The next contention is that Wallace being without authority to execute the chattel mortgage, its registration was not constructive notice to appellant in the absence of actual notice. While we think the evidence on the issue of actual notice is conflicting, and hence would not authorize a peremptory instruction by the court, yet having found that under the undisputed evidence Wallace under the course adopted by the company for transacting its business was authorized to execute the mortgage, constructive notice will be imported to appellant, since his right to deny such notice rests solely on the claim that Wallace's acts were ultra vires.
It is further contended that the judgment is erroneous because of a variation in the description of the mortgaged property as contained in the pleading from that contained in the mortgage introduced in evidence.

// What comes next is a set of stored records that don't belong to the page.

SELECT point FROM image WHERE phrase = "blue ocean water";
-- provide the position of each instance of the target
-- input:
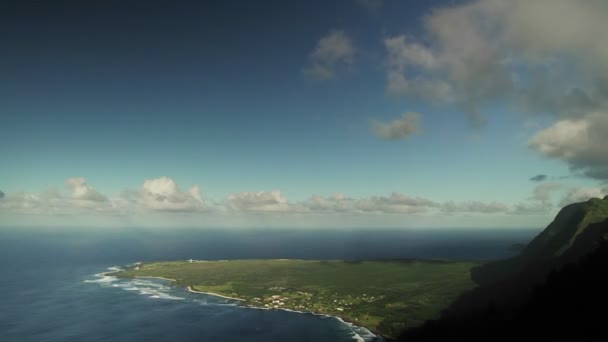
(52, 286)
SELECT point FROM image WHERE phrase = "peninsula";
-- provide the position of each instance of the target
(385, 296)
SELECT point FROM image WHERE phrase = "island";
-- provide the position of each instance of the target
(385, 296)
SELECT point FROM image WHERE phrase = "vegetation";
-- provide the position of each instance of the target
(385, 296)
(553, 291)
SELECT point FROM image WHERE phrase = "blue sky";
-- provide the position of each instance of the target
(296, 114)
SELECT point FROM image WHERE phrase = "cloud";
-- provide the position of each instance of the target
(373, 6)
(397, 129)
(473, 207)
(332, 53)
(580, 142)
(531, 208)
(543, 192)
(261, 201)
(334, 203)
(544, 56)
(163, 194)
(583, 194)
(82, 198)
(396, 203)
(81, 191)
(539, 178)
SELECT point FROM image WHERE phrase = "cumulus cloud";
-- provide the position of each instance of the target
(261, 201)
(545, 56)
(473, 207)
(332, 53)
(395, 203)
(81, 191)
(163, 194)
(399, 128)
(373, 6)
(583, 194)
(543, 192)
(82, 198)
(539, 178)
(581, 142)
(333, 203)
(531, 208)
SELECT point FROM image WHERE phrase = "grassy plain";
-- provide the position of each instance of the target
(385, 296)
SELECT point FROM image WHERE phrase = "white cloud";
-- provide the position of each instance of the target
(531, 208)
(81, 191)
(583, 194)
(334, 203)
(474, 207)
(399, 128)
(547, 56)
(373, 6)
(332, 53)
(261, 201)
(582, 143)
(543, 192)
(164, 194)
(395, 203)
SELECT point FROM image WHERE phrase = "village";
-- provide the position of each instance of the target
(306, 301)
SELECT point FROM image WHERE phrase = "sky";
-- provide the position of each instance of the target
(362, 113)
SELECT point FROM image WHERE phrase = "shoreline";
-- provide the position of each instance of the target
(341, 319)
(152, 277)
(215, 294)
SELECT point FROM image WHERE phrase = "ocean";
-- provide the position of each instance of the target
(53, 286)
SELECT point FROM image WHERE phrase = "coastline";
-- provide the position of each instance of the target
(151, 277)
(341, 319)
(215, 294)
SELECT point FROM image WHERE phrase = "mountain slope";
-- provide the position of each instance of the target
(552, 291)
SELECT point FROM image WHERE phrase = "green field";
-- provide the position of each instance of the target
(385, 296)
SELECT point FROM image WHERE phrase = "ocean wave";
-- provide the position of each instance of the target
(146, 287)
(155, 289)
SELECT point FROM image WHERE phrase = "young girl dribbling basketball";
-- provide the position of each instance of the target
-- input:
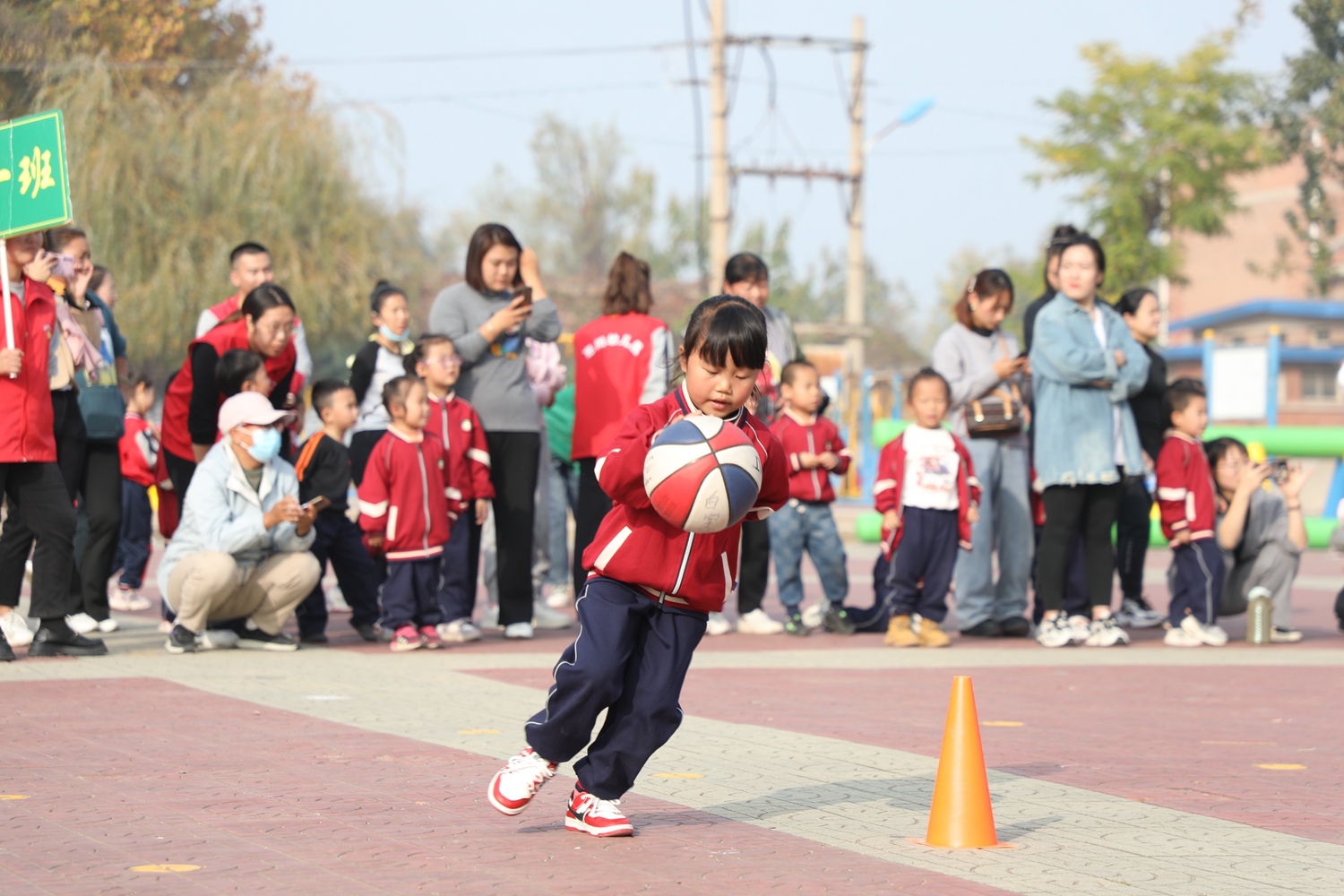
(650, 590)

In connection with the issue thus raised the record discloses that the description of the building, which was situated upon leased land, contained in the pleading and the mortgage admitted in evidence was identical, save that in the pleading the size of the building was given as 24 × 26 feet, while in the mortgage it was given as 24 × 36 feet. The point does not, in our opinion, warrant a reversal of the case. Brown Cracker Candy Co. v. Johnson, 154 S.W. 684, and cases cited. Under authority of the cases cited the dimensions of the mortgaged property were not a material issue in the case, the material issue being the validity of the mortgage, and as a consequence the misdescription could not mislead or surprise appellant as to any fact bearing on that issue. Further, the cases referred to hold, in effect, that when testimony at variance with the pleading is offered, it is the duty of the complaining party to then object, and a failure to do so is a waiver of the variance.
Believing that no reversible error is disclosed by the record, the judgment is affirmed.